François Fillon estime ainsi que le "gouvernement fait voter une révision qui permet la déchéance pour tous les Français, mais en même temps, fait en sorte que les Français qui ne sont pas binationaux ne puissent pas être déchus de leur nationalité". 

5. "J'ai fait l'autocritique de ma propre action au gouvernement"

En annonçant sa candidature à l'élection présidentielle, François Fillon s'est placé dans la délicate position de devoir critiquer le bilan de Nicolas Sarkozy auquel il est associé. À l'antenne de RTL, il confiait avoir "travaillé en harmonie" avec l'ancien président de la République "par moment et aussi avoir travaillé avec des tensions. Personne de raisonnable ou de sérieux n'imagine qu'un premier ministre et qu'un président de la République ne connaissent pas de moment de tensions".

Dans La France pour la vie, Nicolas Sarkozy confiait avoir fait certaines erreurs lors de son mandat. En réponse François Fillon estimait que l'ancien chef de l'État avait raison" et confiait avoir aussi fait l'autocritique de son action au gouvernement. Il n'envisage pas se retrouver dans une situation où il serait à nouveau le premier ministre de Nicolas Sarkozy : "Il faut une équipe entre le président de la République et le premier ministre qui partage les mêmes convictions politiques".

6. "On a cinq millions d'emplois publics, c'est insoutenable"

François Fillon l'assure : "J'aime les fonctionnaires, ils sont à l'origine de la force de ce pays.
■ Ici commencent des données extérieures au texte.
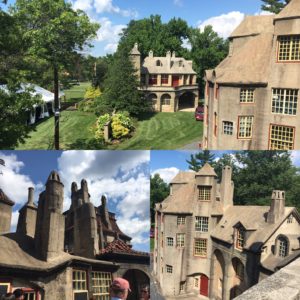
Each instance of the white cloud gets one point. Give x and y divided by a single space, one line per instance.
15 184
178 2
166 174
224 24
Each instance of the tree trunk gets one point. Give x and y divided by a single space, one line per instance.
56 109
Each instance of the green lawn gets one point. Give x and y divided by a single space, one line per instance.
74 132
154 131
76 92
164 131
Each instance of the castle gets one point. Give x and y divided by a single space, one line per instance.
169 83
205 245
251 97
70 255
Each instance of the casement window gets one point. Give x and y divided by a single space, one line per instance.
284 101
228 127
180 220
247 95
153 79
164 79
289 48
201 224
245 127
239 238
170 241
290 219
204 193
79 284
180 240
169 269
200 247
101 282
282 247
281 137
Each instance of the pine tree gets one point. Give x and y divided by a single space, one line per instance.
274 6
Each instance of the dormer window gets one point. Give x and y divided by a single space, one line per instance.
289 48
204 193
158 63
240 238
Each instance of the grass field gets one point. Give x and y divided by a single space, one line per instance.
164 131
154 131
76 92
74 132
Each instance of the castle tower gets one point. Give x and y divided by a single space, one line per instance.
277 207
135 57
27 216
50 225
5 212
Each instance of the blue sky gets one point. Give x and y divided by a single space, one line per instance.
113 15
169 163
123 176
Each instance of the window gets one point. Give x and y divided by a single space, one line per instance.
152 79
245 127
284 101
281 137
201 224
169 269
101 282
204 193
196 282
289 48
180 220
290 219
200 247
282 247
180 240
170 241
164 79
228 127
247 95
79 283
240 238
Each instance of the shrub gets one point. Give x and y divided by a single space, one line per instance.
92 93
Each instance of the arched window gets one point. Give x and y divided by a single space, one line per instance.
282 246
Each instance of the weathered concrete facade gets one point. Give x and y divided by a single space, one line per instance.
71 255
206 245
169 83
252 96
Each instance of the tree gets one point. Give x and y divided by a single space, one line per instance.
274 6
208 50
260 172
159 190
198 160
121 86
55 32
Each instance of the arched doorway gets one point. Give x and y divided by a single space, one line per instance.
165 102
218 275
186 101
152 101
137 279
238 278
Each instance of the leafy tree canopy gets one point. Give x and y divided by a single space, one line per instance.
274 6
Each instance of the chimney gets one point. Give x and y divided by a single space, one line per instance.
5 212
27 216
277 207
227 187
50 224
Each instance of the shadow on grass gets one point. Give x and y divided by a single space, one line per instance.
83 144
Mais simplement, on a cinq millions d'emplois publics en France. C'est insoutenable". Mais il concède que "on a l'impression d'être dans un véhicule qui fonce dans le brouillard. Selon lui, la réalité économique et la question de la fonction publique sont en "choc frontal". 

Il explique que le "statut de la fonction publique sera passé à la paille de fer. C'est pourquoi il souhaite réduire le nombre d'emplois dans la fonction publique en "supprimant environ 500.000 emplois sur la durée du quinquennat". 
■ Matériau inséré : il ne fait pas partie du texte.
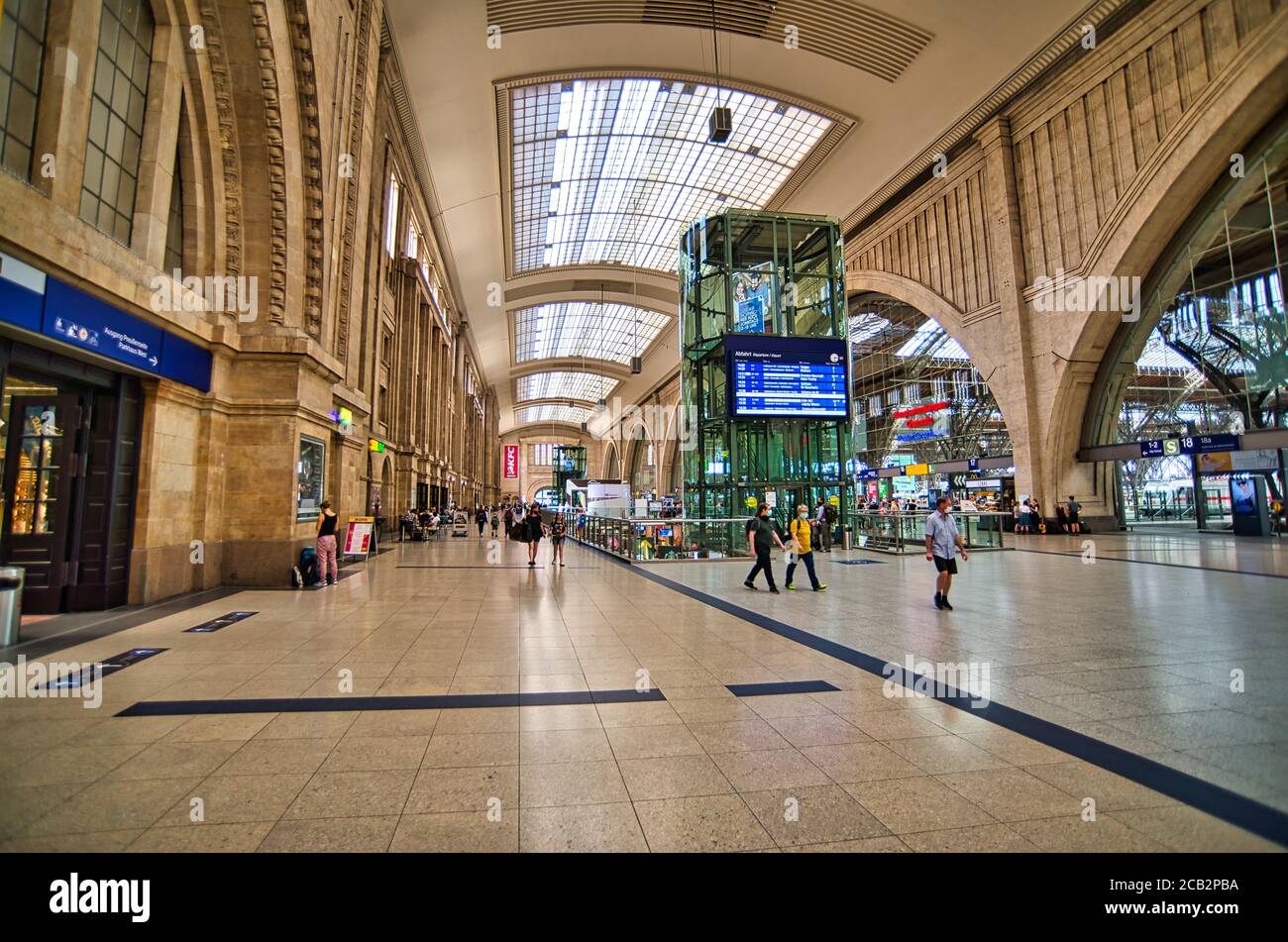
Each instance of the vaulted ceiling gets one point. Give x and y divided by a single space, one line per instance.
568 147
7. Bonus : "Je n'ai pas dit que j'allais voter pour Fillon"

Cette phrase a été prononcée par le chanteur Renaud. Ce dernier avait sous-entendu qu'il pourrait voter pour François Fillon lors d'un entretien au Journal du Dimanche. Jean-Luc Mélenchon s'était indigné de ces déclarations. Renaud avait ensuite précisé sa pensée : "En aucun cas je n'ai soutenu la candidature de François Fillon. j'ai simplement dit que je n'était pas un être borné, ni sectaire et qu'il m'arrive de trouver des gens de droite très bien et notamment François Fillon".